Mesela Avrupa'da tarafsızlığı güvenli liman olarak gören ülkelere artık yer yok. Aksine bu ülkelerin Kuzey Atlantik Antlaşması Örgütü'nün (NATO) saflarına katılma adımlarını hızlandırdıklarını görüyoruz.

Bir başka örnek ise, özellikle Avrupa'da ve onun köklü partizan geleneklerinde, “Batılı demokrasilerin” her zaman üzerine inşa edildiği sağlam zemini oluşturan geniş uzlaşıların çöküşüdür.

Ancak Soğuk Savaş döneminde Varşova ve NATO paktları arasındaki mücadelelerin stratejik bir sahnesi olan Avrupa dışında, artık “güç merkezlerinin” ve uluslararası denklemleri sarsma tehdidinde bulunan krizlerin ortaya çıktığını görüyoruz. Ayrıca Ortadoğu ve dışındaki bazı taraflar da kimin kimi hareket ettirdiğini sorguluyorlar; ABD mi İsrail’i, yoksa (etkili Amerikan ve Avrupalı ​​“lobileri” aracılığıyla) İsrail mi ABD’yi?

Asya'da dünyanın en büyük iki ülkesi olan Hindistan ve Çin'i de içine alan BRICS ailesi, Hindistan, onlarca etnik köken ve dili kapsayan “çoğulcu bir devleti yöneten parlamenter demokrasi”den, azınlıkların marjinalleştirildiği, zulüm ve baskıya maruz kalabileceği bir “etno-dini çoğunluk diktatörlüğüne” doğru kademeli dönüşümünü sürdürürse, kaçınılmaz olabilecek değişimlere sahne olabilir.

Bu dönüşüm devam ediyor, hatta hızlanıyor ve etkileri yakında yapılacak seçimler ile doğrulanabilir.
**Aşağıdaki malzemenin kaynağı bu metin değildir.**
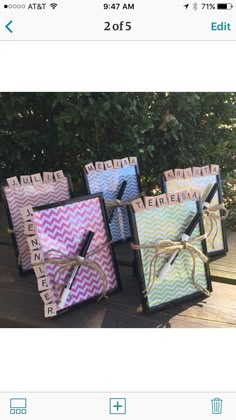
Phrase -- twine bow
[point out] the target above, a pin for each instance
(210, 214)
(117, 203)
(121, 203)
(169, 247)
(71, 261)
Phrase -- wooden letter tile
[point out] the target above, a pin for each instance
(215, 169)
(33, 243)
(39, 271)
(89, 168)
(50, 310)
(36, 257)
(43, 284)
(117, 163)
(183, 196)
(206, 170)
(59, 175)
(99, 166)
(47, 177)
(169, 175)
(36, 178)
(179, 173)
(138, 205)
(125, 162)
(46, 296)
(161, 200)
(13, 182)
(194, 195)
(133, 161)
(25, 179)
(172, 198)
(197, 171)
(108, 164)
(150, 202)
(188, 173)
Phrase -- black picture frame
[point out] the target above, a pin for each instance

Ancak olayların kötüye gitmesi açık sözlü olmayı gerektirse de büyük Batılı güçler şu ana kadar Hindistan Başbakanı Narendra Modi'nin politikaları hakkında herhangi bir çekince ifade etmediler. Ayrıca hem Hindistan hem de Çin'in halihazırda ittifaklar kuran ve küresel düzeyde çıkar alışverişine dayanan iddialı dış projeleri var. Çin'in teknik, ekonomik, askeri ve politik bir güç olarak hızlı yükselişi ve Batı'nın Modi'nin politikalarına karşı sessizliği gölgesinde, Batılı başkentlerin -elbette Washington liderliğinde- gelecekte Çin'e karşı denge ve karşı ağırlık olarak Hindistan'a bahis oynamaktan kaçamayacaklarını belirtenler var.

Avrupa'ya dönecek olursak, Kremlin Çarı Vladimir Putin, Ukrayna savaşının "Slav fanatizmini" harekete geçirmesi ve Rusya'nın tarihi hedef alınma ve kuşatılma hissini uyandırmasının ardından beklendiği gibi yeniden seçildi.

Ukrayna savaşı, Putin'e dışarı ile hesaplaşmadan önce içeride kontrolünü sıkılaştırması için en güçlü gerekçeyi sağladı. DEAŞ’ın dün Moskova'ya ihraç ettiği saldırı sahnesi de Rusya'ya “kuşatma” endişelerini hatırlattı ve biriktirdi.

Kremlin'in 2011'den bu yana Suriye'de yaptıklarının, İsrail savaş makinesinin Filistin'de yaptığından ve yapmakta olduğundan çok da farklı olmadığı doğru. O dönemde Moskova'nın Suriye'de bir halkın çektiği acıyı değil, özellikle Libya'dan uzaklaştırılmasının ardından Batı'nın kendi aleyhine genişleme girişimini gördüğü söyleniyordu. Ancak Filistinlilerin hayatlarının, kaderlerinin ve geleceklerinin Washington için hiçbir şey ifade etmediği de bir gerçek. Büyüklerin hesaplaşmalarında ve vetolarında halklar her zaman listenin en altında yer alırlar.